3.12.08

Na zakupy!

Oczywiście na rowerze. Razem ze Śnieżynką mamy przećwiczony system - ona idzie przez park albo jedzie autobusem (jeździć na rowerze nie może), ja podjeżdżam damką z koszykiem; pakujemy, wracam (powoli) ścieżką, a Śnieżynka autobusem.

Choć jak dni były dłuższe, udało jej się namówić mnie na wspólny spacer przez park (20 października)
Dzisiaj w koszyku z zakupami znalazłem to:

Brawo dla "Mamuta". Fotografia zapewne z jakiegoś banku zdjęć, ale liczy się umasawianie kultury rowerowej. Plus

Fotografia sprzed dwóch tygodni - Dwoje na Zielonym Rynku, przy czym Pani na ślicznej damce podobnej do naszej (mojej i Śnieżynki, a nominalnie to Śnieżynki, ale że ona nie może jeździć... itd.)

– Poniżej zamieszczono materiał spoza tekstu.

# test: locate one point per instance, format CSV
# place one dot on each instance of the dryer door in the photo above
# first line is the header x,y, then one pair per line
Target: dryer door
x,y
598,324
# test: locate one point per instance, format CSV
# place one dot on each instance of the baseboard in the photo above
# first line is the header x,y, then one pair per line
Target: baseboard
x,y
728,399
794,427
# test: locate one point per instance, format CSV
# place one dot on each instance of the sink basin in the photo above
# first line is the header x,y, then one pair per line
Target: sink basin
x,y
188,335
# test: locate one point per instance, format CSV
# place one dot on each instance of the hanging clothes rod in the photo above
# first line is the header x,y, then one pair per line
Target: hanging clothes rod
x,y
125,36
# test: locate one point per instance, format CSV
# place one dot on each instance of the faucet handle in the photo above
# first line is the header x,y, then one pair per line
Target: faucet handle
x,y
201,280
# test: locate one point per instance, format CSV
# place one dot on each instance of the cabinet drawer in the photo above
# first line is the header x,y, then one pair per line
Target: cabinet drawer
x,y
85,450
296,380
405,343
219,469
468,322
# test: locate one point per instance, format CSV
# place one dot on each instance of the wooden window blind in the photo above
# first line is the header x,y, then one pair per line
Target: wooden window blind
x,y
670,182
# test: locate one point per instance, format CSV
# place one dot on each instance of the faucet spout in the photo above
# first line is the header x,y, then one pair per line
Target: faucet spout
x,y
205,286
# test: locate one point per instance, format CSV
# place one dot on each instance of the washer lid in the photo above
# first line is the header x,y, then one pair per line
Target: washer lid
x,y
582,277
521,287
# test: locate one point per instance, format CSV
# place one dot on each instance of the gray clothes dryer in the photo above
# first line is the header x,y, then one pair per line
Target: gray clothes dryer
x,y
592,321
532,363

I świeżutka fotografia od Patsywojt! Pani i pies. Pani zainteresowała się towarem oferowanym przez pudlarzy - minus. Pudlarze są niefajni, robią targowisko z każdej wolnej piędzi ziemi położonej w ruchliwych punktach miasta. Mało to eleganckie i wielkomiejskie. Ale Rowerzystka i pies - znakomita promocja kultury rowerowej!